本発明者らが鋭意検討した結果、トチュウの葉の抽出物、エゾウコギの根の抽出物、または大葉月橘の葉および/または葉軸の抽出物が少なくともフィラグリン、ロリクリン、またはコルネオデスモシンの産生を促進することがわかった。また、これら抽出物が花粉症の予防・治療に効果があることを見出した。本発明はこのような知見に基づくものである。 As a result of intensive studies by the present inventors, the extract of eucommia leaves, the extract of roots of sorghum, or the extract of leaves and / or stems of the leaves of cypress is at least the production of filaggrin, loricrin, or corneodesmosine. It was found to promote. Moreover, it discovered that these extracts were effective in prevention and treatment of hay fever. The present invention is based on such knowledge.
トチュウの葉、およびエゾウコギの根は、乾燥した後、抽出効率を考えると、細切,乾燥,粉砕等の処理を行った後に抽出を行うことが好ましい。
乾燥は天日で行ってもよいし、通常使用される乾燥機を用いて行ってもよい。
From the viewpoint of extraction efficiency after drying the eucommia leaves and the roots of pearl millet, it is preferable to perform extraction after processing such as chopping, drying, and grinding.
Drying may be performed in the sun or using a commonly used dryer.
大葉月橘の葉等は、カレーリーフとして、生葉あるいは乾燥物として容易に入手可能である。
大葉月橘の葉および/または葉軸より抽出する場合は、未乾燥のものを利用する場合は乾燥した方が抽出効率がよいので、必要により乾燥する。乾燥は天日乾燥や乾燥機を用いて通常通り乾燥し、必要に応じて細断して抽出に用いる。
Large crescent tachibana leaves and the like are easily available as curry leaves, fresh leaves, or dried products.

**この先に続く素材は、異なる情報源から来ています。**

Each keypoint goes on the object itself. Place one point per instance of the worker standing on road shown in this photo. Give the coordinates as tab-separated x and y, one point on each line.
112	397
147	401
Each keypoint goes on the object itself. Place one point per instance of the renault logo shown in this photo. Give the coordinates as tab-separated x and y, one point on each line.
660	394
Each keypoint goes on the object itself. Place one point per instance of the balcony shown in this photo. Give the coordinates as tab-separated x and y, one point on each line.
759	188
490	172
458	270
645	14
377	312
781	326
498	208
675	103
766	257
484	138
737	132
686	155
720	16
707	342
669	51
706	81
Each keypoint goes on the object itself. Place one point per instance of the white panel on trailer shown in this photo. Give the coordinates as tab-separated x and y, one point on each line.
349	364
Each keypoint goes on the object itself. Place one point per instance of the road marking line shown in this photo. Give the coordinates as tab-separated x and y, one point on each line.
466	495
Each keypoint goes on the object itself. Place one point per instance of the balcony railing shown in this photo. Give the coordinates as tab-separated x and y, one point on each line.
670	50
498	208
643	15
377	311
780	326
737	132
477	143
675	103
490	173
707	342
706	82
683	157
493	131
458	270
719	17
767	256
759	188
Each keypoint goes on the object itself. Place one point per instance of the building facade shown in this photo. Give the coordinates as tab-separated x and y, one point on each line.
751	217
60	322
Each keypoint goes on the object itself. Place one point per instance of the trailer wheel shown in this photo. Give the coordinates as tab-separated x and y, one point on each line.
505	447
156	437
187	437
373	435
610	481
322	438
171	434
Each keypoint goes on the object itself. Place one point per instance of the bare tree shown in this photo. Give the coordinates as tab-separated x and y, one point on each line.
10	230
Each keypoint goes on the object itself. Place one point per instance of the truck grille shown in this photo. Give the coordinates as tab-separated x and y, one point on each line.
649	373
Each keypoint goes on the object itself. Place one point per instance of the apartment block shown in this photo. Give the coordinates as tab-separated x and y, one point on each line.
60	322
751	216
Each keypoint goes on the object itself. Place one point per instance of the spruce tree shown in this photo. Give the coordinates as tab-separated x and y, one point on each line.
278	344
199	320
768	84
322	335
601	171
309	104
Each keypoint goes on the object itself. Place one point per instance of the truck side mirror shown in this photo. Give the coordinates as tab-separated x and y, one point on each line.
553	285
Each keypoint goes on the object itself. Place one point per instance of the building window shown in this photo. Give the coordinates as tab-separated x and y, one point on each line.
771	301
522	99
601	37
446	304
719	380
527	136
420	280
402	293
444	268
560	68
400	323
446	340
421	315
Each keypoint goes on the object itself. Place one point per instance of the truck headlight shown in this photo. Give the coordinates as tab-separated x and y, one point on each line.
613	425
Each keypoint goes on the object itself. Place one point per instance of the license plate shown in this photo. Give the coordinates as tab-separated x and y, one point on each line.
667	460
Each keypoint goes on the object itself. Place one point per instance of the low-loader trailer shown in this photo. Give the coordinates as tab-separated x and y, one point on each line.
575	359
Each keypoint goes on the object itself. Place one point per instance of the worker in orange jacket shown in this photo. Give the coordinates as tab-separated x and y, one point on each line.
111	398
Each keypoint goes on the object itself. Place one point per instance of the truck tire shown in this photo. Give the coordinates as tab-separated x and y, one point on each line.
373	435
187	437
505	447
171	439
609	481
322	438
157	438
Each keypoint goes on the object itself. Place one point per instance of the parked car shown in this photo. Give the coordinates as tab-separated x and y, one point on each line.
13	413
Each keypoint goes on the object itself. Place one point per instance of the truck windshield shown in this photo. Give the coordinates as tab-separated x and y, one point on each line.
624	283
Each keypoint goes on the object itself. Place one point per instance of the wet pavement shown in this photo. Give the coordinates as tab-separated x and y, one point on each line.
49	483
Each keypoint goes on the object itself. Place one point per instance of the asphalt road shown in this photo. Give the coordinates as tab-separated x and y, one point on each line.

When extracting from the leaves and / or leaf stems of Daihatsuki Tachibana, if undried ones are used, they are dried as necessary because the extraction efficiency is better when they are dried. Drying is carried out as usual using sun drying or a dryer, and chopped as necessary for extraction.
抽出に用いる溶媒としては、水もしくは親水性有機溶媒またはこれらの混合液を用いる。抽出溶媒として使用し得る水としては、例えば、純水、水道水、井戸水、鉱泉水、鉱水、温泉水、湧水、淡水等の他、これらに各種処理を施したものが含まれる。水に施す処理としては、例えば、精製、加熱、殺菌、ろ過、イオン交換、浸透圧の調整、緩衝化等が含まれる。従って、本発明において抽出溶媒として使用し得る水には、精製水、熱水、イオン交換水、生理食塩水、リン酸緩衝液、リン酸緩衝生理食塩水等も含まれる。 As a solvent used for extraction, water, a hydrophilic organic solvent, or a mixed solution thereof is used. Examples of water that can be used as the extraction solvent include pure water, tap water, well water, mineral spring water, mineral water, hot spring water, spring water, fresh water, and the like, and those subjected to various treatments. Examples of the treatment applied to water include purification, heating, sterilization, filtration, ion exchange, adjustment of osmotic pressure, buffering, and the like. Therefore, the water that can be used as the extraction solvent in the present invention includes purified water, hot water, ion-exchanged water, physiological saline, phosphate buffer, phosphate buffered saline, and the like.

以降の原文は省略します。